すべて疲れた人、重荷を負っている人はわたしのもとに来なさい。
わたしがあなたがたを休ませてあげます。(マタイの福音書11章28節)

2020/03/29

ルカ19章28-36節「主がお入り用なのです」


 皆さんお元気でしょうか。新型コロナウィルスの問題は日に日に深刻さを増しており、本当に大変な状況になってきました。私も礼拝をどうすべきかについてここまで悩んだのは「初めて」です。非常に悩ましいものがありましたが、本日はインターネット動画を用いて、皆さんが家庭におられながら「少しでも礼拝できるように」と試みています。どうか皆さんの心が守られ、その信仰が励まされ、心も体も免疫力も強められますように。  
 今の時、私たちは「厳しい状況」ばかりを見て、毎日感染者何人という数字に囚われ、主イエス様を見つめることを忘れてしまいがちです。主の弟子ペテロたちも嵐の湖で「風」や「波」を見て怖くなり、イエス様から目を離し恐れに支配されてしまう場面があります。その時イエス様は「信仰が薄いのはどうしたことか?」と弟子たちを叱りました。

  まさに私たちは今、コロナウィルスばかりを見て「信仰が薄いのはどうしたことか」と主に語られているのではないでしょうか? 

 今回この状況の中で、私は3.11東日本大震災を思い出し、その時の説教原稿を読み返してみました。あの時も大変でした。こんなことが記されていました。
「何が起こるかわからない世界です。死への備え、大丈夫でしょうか?こういう時こそ、すべてをご存知の神様を信頼している強さ発揮したいですね。
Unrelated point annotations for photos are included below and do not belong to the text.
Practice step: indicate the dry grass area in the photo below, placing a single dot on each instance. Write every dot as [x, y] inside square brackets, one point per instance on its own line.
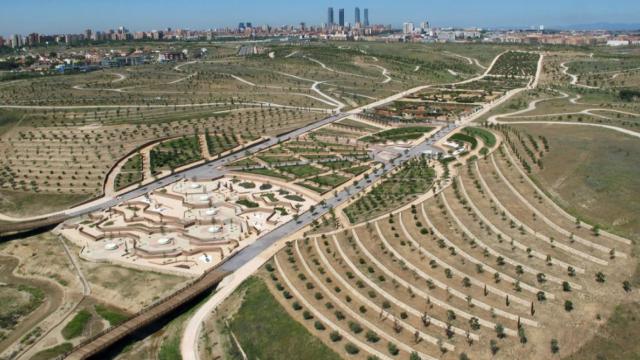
[119, 285]
[487, 268]
[593, 173]
[61, 165]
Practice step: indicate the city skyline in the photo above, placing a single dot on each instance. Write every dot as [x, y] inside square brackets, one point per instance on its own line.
[73, 16]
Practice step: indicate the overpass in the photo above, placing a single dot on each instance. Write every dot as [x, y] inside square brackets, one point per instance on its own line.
[91, 348]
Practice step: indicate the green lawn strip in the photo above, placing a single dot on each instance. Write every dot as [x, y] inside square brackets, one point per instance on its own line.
[244, 162]
[301, 171]
[220, 143]
[359, 125]
[134, 163]
[75, 327]
[487, 136]
[312, 188]
[277, 159]
[357, 170]
[266, 172]
[340, 164]
[413, 179]
[293, 197]
[332, 180]
[113, 316]
[265, 330]
[465, 138]
[126, 179]
[404, 133]
[53, 352]
[247, 203]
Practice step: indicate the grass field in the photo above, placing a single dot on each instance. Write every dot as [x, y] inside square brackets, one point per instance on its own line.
[75, 327]
[265, 330]
[593, 173]
[53, 352]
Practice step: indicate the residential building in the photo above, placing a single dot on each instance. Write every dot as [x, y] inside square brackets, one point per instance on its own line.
[15, 41]
[408, 28]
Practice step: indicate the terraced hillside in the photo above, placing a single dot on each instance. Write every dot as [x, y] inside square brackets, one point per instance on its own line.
[488, 266]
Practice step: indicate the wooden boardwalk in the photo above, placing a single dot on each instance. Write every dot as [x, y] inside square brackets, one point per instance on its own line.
[100, 342]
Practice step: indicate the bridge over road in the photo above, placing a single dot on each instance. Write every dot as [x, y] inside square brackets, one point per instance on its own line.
[92, 347]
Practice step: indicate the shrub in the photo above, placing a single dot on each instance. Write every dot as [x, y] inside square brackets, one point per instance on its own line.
[372, 336]
[307, 315]
[355, 327]
[351, 349]
[568, 305]
[493, 345]
[335, 336]
[393, 349]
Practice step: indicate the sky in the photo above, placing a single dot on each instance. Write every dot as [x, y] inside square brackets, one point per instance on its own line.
[73, 16]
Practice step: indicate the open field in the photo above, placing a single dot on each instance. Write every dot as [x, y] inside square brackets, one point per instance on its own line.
[506, 273]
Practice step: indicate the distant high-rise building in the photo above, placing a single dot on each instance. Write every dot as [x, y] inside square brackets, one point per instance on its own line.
[408, 28]
[15, 42]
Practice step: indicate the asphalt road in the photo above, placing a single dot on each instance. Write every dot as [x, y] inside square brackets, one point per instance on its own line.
[306, 218]
[207, 170]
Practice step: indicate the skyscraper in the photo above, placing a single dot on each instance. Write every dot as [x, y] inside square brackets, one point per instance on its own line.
[15, 41]
[408, 28]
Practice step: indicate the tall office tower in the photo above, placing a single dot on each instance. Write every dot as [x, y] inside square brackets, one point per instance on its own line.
[15, 43]
[408, 28]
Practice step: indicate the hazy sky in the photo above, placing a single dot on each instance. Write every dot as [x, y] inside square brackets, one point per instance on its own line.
[63, 16]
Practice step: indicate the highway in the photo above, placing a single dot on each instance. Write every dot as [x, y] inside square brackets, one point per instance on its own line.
[249, 259]
[306, 218]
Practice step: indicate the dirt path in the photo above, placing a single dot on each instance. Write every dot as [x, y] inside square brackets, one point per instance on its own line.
[53, 300]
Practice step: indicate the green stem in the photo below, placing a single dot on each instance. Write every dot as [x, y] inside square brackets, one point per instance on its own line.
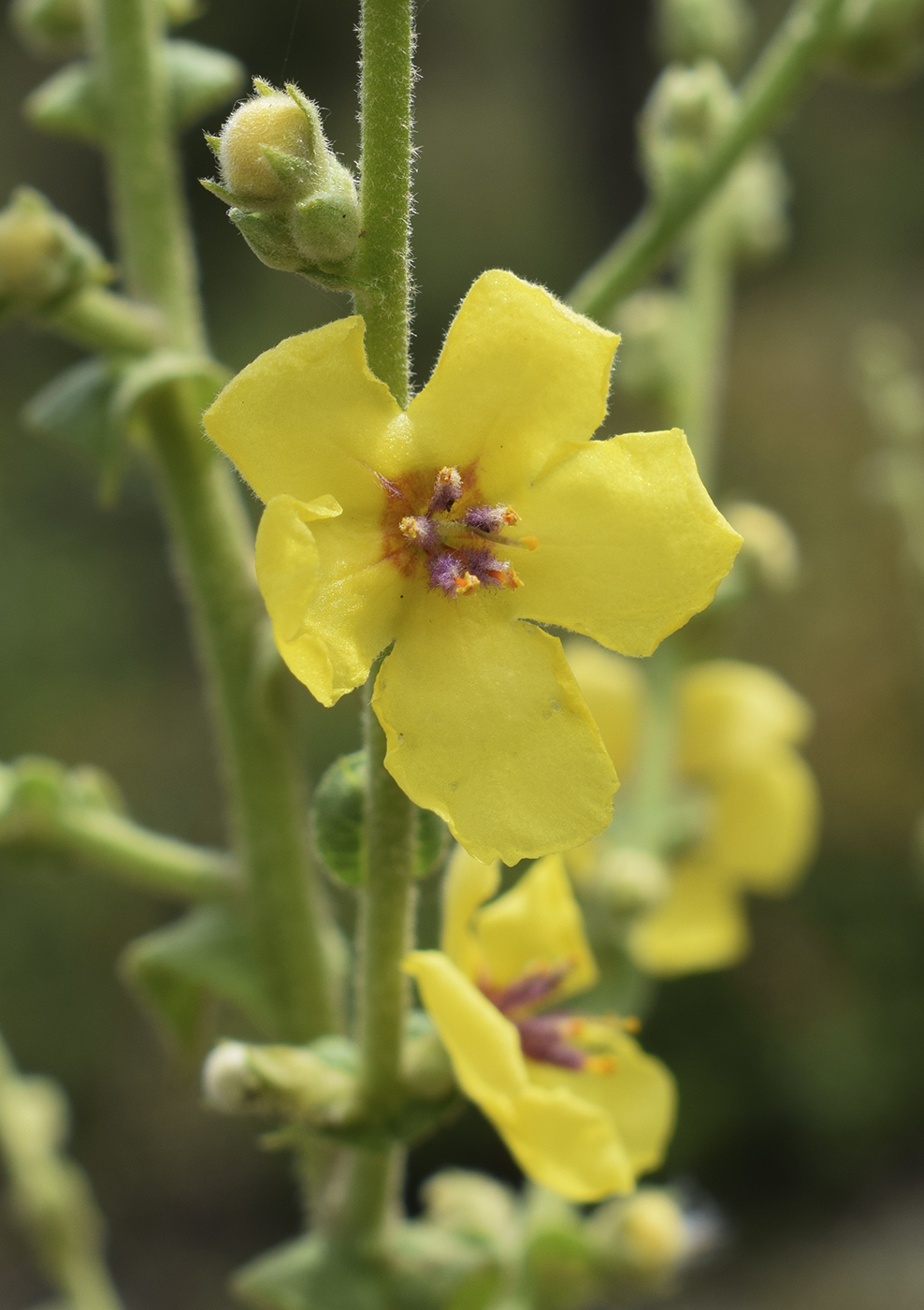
[386, 29]
[209, 531]
[705, 282]
[51, 1196]
[107, 323]
[779, 75]
[133, 853]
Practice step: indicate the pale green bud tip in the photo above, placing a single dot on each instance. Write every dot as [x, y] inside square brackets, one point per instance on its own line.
[770, 544]
[652, 1230]
[628, 880]
[228, 1081]
[268, 147]
[686, 113]
[697, 29]
[42, 255]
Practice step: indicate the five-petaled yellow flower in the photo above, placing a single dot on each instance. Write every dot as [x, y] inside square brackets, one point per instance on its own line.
[582, 1107]
[737, 733]
[441, 528]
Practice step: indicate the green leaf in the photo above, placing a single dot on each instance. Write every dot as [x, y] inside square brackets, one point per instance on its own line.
[206, 952]
[339, 828]
[76, 409]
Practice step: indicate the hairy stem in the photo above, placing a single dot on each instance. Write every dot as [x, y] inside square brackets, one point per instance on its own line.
[209, 528]
[386, 29]
[776, 79]
[385, 92]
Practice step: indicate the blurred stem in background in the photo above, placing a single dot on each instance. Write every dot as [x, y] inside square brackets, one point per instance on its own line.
[50, 1194]
[209, 527]
[777, 76]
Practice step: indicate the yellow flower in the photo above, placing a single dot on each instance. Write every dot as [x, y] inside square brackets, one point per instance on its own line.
[582, 1107]
[737, 733]
[385, 526]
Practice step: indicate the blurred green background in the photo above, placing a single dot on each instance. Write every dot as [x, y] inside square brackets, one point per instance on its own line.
[802, 1071]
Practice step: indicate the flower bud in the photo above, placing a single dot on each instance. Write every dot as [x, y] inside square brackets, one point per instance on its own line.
[649, 324]
[292, 1083]
[685, 115]
[292, 199]
[43, 258]
[880, 41]
[704, 29]
[770, 546]
[644, 1234]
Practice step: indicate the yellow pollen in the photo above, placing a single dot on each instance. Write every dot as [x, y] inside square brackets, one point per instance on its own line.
[410, 527]
[466, 583]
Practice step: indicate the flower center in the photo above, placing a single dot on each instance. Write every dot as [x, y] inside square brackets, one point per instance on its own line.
[444, 521]
[569, 1041]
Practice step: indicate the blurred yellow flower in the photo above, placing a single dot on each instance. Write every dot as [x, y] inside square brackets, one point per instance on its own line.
[737, 731]
[386, 526]
[582, 1107]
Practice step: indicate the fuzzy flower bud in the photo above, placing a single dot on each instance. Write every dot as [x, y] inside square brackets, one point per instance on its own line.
[880, 41]
[704, 29]
[43, 257]
[292, 199]
[686, 113]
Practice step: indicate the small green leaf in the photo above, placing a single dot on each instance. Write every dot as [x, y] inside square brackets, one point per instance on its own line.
[76, 408]
[206, 952]
[339, 828]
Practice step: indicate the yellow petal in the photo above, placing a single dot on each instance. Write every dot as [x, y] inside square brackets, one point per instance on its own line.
[563, 1143]
[700, 925]
[308, 418]
[518, 376]
[468, 883]
[487, 727]
[730, 711]
[537, 923]
[629, 544]
[333, 600]
[639, 1097]
[614, 690]
[764, 822]
[484, 1045]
また、こういう時こそ、主の福音をしっかり人々に伝えていくべき使命を思わされます。私も子供たちに、ちゃんとイエス様を信じるんだよ!そしたら、何かあっても天国で逢えるからね!と念を押しました。」と。

 
実はこの時、小学生だった長女が確信をもってイエス様を信じる機会になったことを覚えています。何があるかわからない世界だけど、行きつく先は天国!と約束しました。イギリスでは21歳の持病のない女性がコロナで亡くなりました。元気な若い人でも危険があることがわかります。ある意味誰もが、死と命に真剣に向き合う機会ではないでしょうか。
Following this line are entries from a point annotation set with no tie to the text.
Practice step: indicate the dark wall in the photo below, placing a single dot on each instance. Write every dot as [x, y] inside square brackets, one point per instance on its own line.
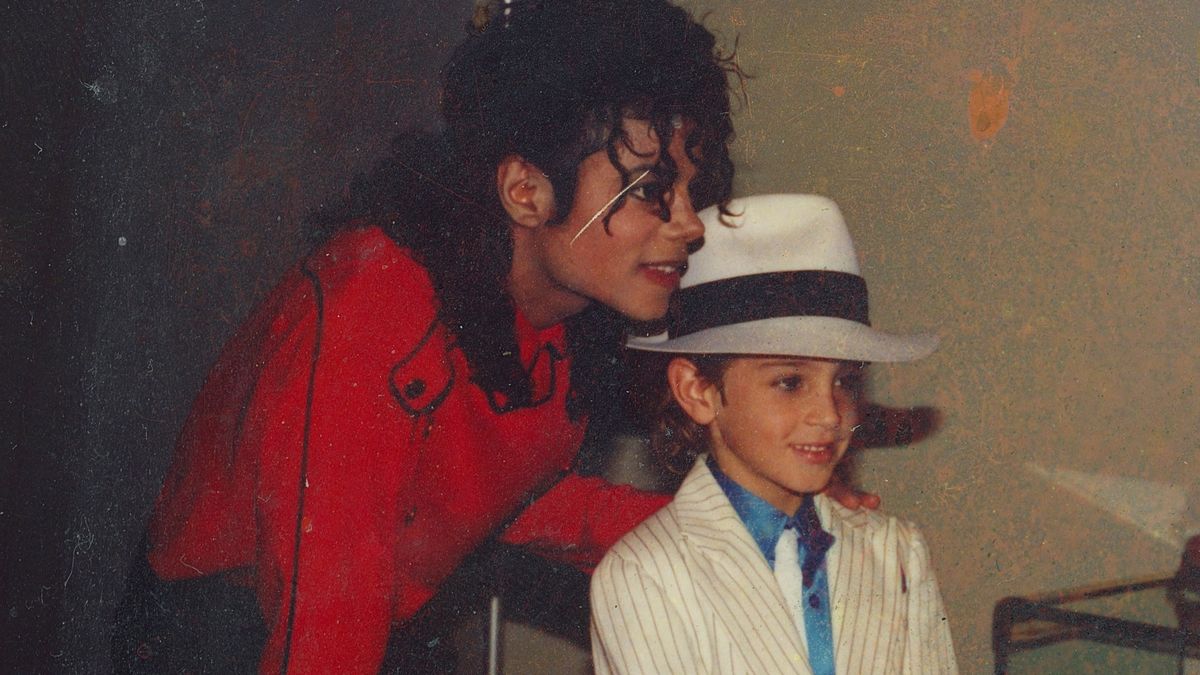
[157, 161]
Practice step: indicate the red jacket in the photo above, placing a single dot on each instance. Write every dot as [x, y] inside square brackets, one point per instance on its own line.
[342, 411]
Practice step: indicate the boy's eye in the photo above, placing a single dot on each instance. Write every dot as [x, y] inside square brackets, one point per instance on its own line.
[789, 383]
[851, 383]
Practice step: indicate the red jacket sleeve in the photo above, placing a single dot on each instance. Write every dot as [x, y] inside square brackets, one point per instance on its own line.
[291, 452]
[580, 519]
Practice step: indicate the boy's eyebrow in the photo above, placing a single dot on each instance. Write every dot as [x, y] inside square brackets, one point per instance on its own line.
[797, 362]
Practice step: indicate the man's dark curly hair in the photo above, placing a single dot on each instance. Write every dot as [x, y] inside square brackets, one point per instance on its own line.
[549, 81]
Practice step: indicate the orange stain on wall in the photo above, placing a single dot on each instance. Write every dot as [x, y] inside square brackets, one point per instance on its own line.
[987, 105]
天国でお互いにしっかり再会できるよう、魂の備えをしておきたいのです。ですから、私たちは困難な時に下を向いているだけで終わってはいけません。この時に、神の民の使命は何かということを覚えたいのです。しっかりと危機意識を持ちながら、天国行きのチケットを大切な人々に届けたい。そして、今日のみことばにあるように、私たちにはこの状況において「主がご入用なのです」と語られていることを受け止め、この日本、この世界のためにどうか私を用いてくださいと祈る者となりましょう

 

本日のみことばは、イエス様が十字架に向かって歩みを進め、エルサレムに入城される場面です。来聖日が「しゅろの日曜日」で、35-36節に触れられているように人々がイエス様のエルサレム入城を歓迎し、自分たちの服を地面に敷いて、あるいはしゅろの葉を掲げて歓迎する場面です。しかし、その際にイエス様が必要とされた乗ることが出来る動物がいます。
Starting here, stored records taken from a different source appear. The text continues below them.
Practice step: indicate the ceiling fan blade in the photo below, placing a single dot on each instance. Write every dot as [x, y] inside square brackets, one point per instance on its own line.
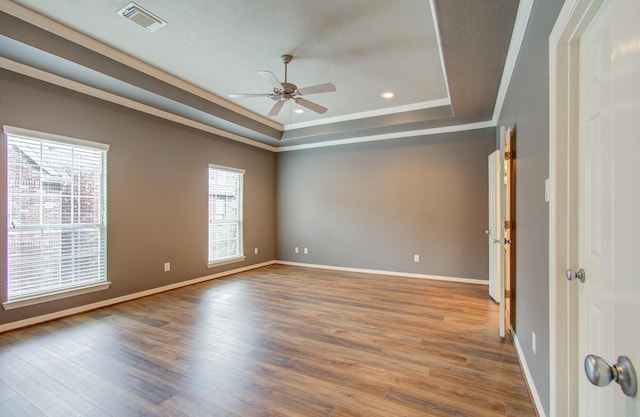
[314, 89]
[276, 108]
[240, 95]
[311, 105]
[271, 79]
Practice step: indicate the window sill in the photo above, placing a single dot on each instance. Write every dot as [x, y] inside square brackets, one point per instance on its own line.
[43, 298]
[226, 261]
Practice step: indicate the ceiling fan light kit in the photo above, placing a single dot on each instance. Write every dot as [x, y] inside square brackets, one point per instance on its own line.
[285, 91]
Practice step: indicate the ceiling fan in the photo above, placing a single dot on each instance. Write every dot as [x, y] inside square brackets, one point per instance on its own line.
[282, 92]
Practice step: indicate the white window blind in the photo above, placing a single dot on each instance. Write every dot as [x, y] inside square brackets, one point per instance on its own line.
[56, 202]
[225, 214]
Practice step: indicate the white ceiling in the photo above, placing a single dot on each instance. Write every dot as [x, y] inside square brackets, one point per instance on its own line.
[363, 47]
[443, 58]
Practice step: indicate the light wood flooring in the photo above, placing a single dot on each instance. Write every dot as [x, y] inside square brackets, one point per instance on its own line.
[276, 341]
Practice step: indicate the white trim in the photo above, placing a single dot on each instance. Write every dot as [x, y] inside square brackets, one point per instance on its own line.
[56, 28]
[387, 136]
[122, 101]
[226, 168]
[527, 375]
[226, 261]
[390, 273]
[52, 296]
[436, 27]
[34, 134]
[105, 303]
[372, 113]
[519, 30]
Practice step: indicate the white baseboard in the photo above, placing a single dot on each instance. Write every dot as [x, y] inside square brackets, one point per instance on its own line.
[378, 272]
[527, 374]
[105, 303]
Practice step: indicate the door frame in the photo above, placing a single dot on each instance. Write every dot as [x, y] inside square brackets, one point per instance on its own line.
[563, 186]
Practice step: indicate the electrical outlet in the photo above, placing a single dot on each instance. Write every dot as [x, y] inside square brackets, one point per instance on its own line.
[533, 342]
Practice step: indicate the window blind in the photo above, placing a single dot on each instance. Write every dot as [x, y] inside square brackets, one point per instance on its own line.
[225, 214]
[56, 202]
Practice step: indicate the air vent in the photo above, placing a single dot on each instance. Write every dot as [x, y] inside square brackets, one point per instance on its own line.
[141, 17]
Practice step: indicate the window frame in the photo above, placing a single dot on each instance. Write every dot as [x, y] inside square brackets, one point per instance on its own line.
[71, 290]
[239, 256]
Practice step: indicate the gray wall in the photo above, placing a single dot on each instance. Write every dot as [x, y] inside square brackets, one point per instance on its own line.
[527, 107]
[157, 188]
[375, 205]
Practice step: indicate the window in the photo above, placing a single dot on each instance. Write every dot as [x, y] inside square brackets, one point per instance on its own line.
[225, 215]
[57, 226]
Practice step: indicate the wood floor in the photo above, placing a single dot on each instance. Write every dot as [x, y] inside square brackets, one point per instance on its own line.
[276, 341]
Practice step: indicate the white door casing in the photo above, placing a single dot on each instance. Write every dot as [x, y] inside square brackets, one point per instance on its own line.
[495, 230]
[595, 165]
[595, 202]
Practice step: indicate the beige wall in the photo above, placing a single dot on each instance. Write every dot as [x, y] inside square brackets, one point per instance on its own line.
[157, 188]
何でしょうか??久しぶりの3択クイズです(動画配信記念)。 

①だちょう ②わに ③ろば 正解はろばです。
 

29-30節 オリーブという山のふもとのベテパゲとベタニアに近づいたとき、イエスはこう言って、二人の弟子を遣わされた。30 「向こうの村へ行きなさい。そこに入ると、まだだれも乗ったことのない子ろばが、つながれているのに気がつくでしょう。それをほどいて、連れて来なさい。31 もし『どうして、ほどくのか』とだれかが尋ねたら、『主がお入り用なのです』と言いなさい。」

 誰も乗ったことのない「子ろば」でした。イエス様はあそこの村から、子どもろばを連れてきなさいと弟子に頼んだのです。ただ、31節にあるように誰かが「どうして、ろばの縄をほどくのか」と聞いてきたら、こう答えよと言われました。

どう答えるのでしょう?

 「主がご入用なのです」です。すごい答えだと思いませんか。「主がご入用なのです」コレだけです。これで十分だとイエス様は教えておられたのです。

 

これがイエス様の権威です。私たちがお従いしているイエス様は、この世界のまことの王なのですから!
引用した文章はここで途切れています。